E’ uscito dall’anonimato più insignificante un certo sindaco lombardo, tale Claudio Bizzozero. Mente illuminatissima, che ha fatto parlare di sé non per chissà quale impresa amministrativa compiuta in quel paradiso in terra che sarebbe la sua città, Cantù, in provincia di Como. Ma ha fatto parlare di sé perché ha parlato male di Napoli (un classico, sempre di moda). Napoli che sarà pure una “fogna infernale”, come l’ha definita, ma resta sempre al centro dei pensieri di chiunque. Puoi vivere dove vuoi, ma vivrai sempre vicino a Napoli o lontano da Napoli.

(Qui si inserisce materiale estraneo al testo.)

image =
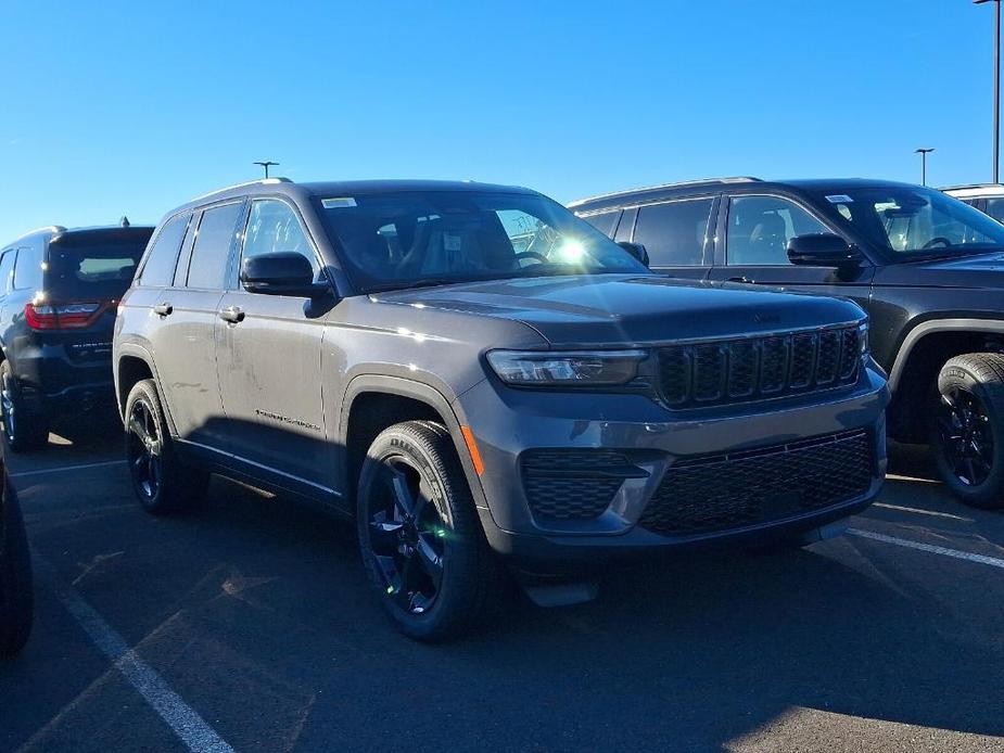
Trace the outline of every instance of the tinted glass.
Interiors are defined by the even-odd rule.
[[[364,291],[547,275],[647,273],[627,252],[537,194],[430,191],[321,199]]]
[[[49,244],[46,293],[53,299],[106,301],[132,282],[149,233],[127,238],[63,237]]]
[[[878,186],[826,191],[818,203],[892,259],[1000,251],[1004,226],[941,191]]]
[[[728,264],[790,264],[788,241],[821,232],[831,230],[787,199],[735,196],[728,207],[725,255]]]
[[[11,277],[14,272],[14,259],[17,257],[17,251],[11,248],[0,258],[0,295],[5,295],[11,290]]]
[[[310,261],[315,271],[318,269],[314,248],[289,204],[274,200],[254,202],[244,234],[243,258],[278,252],[301,254]]]
[[[38,290],[41,286],[41,246],[23,246],[17,251],[17,261],[14,265],[14,288],[16,290]]]
[[[601,215],[589,215],[588,217],[583,217],[583,219],[599,230],[601,233],[603,233],[603,235],[607,238],[613,238],[613,229],[617,227],[617,220],[620,216],[620,210],[605,212]]]
[[[1004,222],[1004,196],[987,200],[987,214],[999,222]]]
[[[241,204],[226,204],[206,209],[199,225],[192,259],[188,268],[188,286],[223,290],[227,284],[230,244],[241,216]]]
[[[175,265],[178,263],[178,252],[181,250],[189,218],[190,215],[179,215],[161,228],[157,240],[154,241],[143,264],[141,284],[167,286],[174,282]]]
[[[703,263],[704,239],[713,199],[643,206],[635,243],[648,251],[653,267],[697,267]]]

Punto numero uno.

Punto numero due: è inspegabile la violenza gratuita delle parole pronunciate (o meglio, scritte su facebook), anche per uno che si definisce “fieramente lombardo”. Il suo maldestro tentativo di impallinare Salvini per la sua discesa partenopea (un’offesa al lombardo, evidentemente, più che al napoletano) è sfociato in una retorica qualunquistica, fatta di luoghi comuni, che ormai l’unica cosa che suscita è un leggero sentimento compassione per chi la pronuncia.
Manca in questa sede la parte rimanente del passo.